She looked at him with gleaming eyes. "Say that again," she said. "I don't quite understand."

"The deed which is missing from your Uncle Sinclair's effects," Hefferom said slowly, "is the title-deed to the Little Anna Gold-Mine. That mine was illegally taken possession of by Stirling Deane. He sold it to the company, of which he is now president, at an enormous price. He is the man with whom your Uncle Sinclair came to England to treat. Sinclair was murdered. By whom? By Rowan. Who was at the back of Rowan? Whose tool was he? We know! Chance this afternoon made everything clear to us. Can't you see that Rowan killed your uncle and stole that deed to save Stirling Deane from ruin,—at his bidding, as his accomplice?"

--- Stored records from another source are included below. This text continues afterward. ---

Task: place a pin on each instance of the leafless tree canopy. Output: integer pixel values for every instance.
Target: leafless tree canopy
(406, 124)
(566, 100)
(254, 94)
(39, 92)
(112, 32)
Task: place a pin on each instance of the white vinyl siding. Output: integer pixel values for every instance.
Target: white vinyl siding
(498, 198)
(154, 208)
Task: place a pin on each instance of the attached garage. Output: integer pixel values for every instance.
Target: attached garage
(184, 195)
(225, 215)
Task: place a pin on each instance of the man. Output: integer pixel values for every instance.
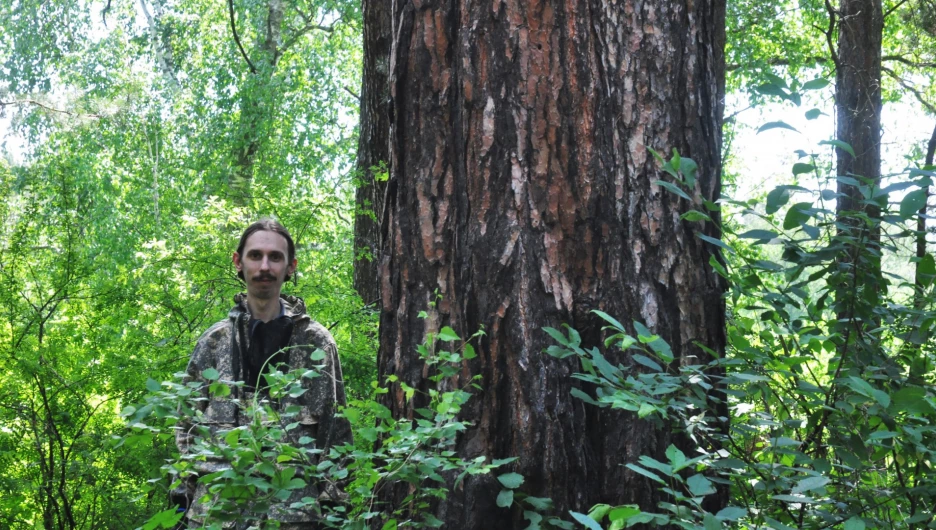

"It takes my breath away," the girl murmured. "Now I think of it, of course, it is Deane's cottage they are in. He was there himself only a few weeks ago. It was through him that we heard of my uncle's murder."

"The whole thing's as simple as A B C," Hefferom declared. "Can't you see that Deane has given himself into our hands? Of course Rowan stole the deed! Of course Deane has it! He will have to pay for our silence! By God, he will have to pay!"

The girl looked up from her seat on the leathern couch, looked at her companion long and critically. "Do you think we can hold our own against a man like Stirling Deane?"

"It depends upon the cards, and they are in our hands. We must go back to London. We must wait till he is at his office. Then I will see him. You can leave the thing in my hands now. I shall know how to approach him. He cannot deny his friendship with the Rowans. They are occupying, even at this moment, his own cottage. Very likely I shall be able to discover other things connecting him with them. The newspapers you showed me spoke of great influence which was brought to bear on the granting of the reprieve. We may find that Stirling Deane was at the back of that. Anyhow, he is connected closely enough with them. I am here, ready to swear that when Sinclair left Africa he left with the original title-deed of the Little Anna Gold-Mine in his pocket. I think that the friendship between his murderer and Stirling Deane, who sold that mine for close upon a million pounds, is a thing that will need a little explanation."

"And in the meantime," said the girl bitterly, "we are starving."

"Not quite," he answered. "We have thirty-eight shillings. That will take us back to London, and find us rooms somewhere for the night. We must scrape along somehow until I can get to Deane's offices."

"You are not forgetting," the girl remarked, "that the thirty-eight shillings you are speaking of is my property?"

"We are partners," Hefferom declared. "You shall carry the purse if you will, but there is no object in it."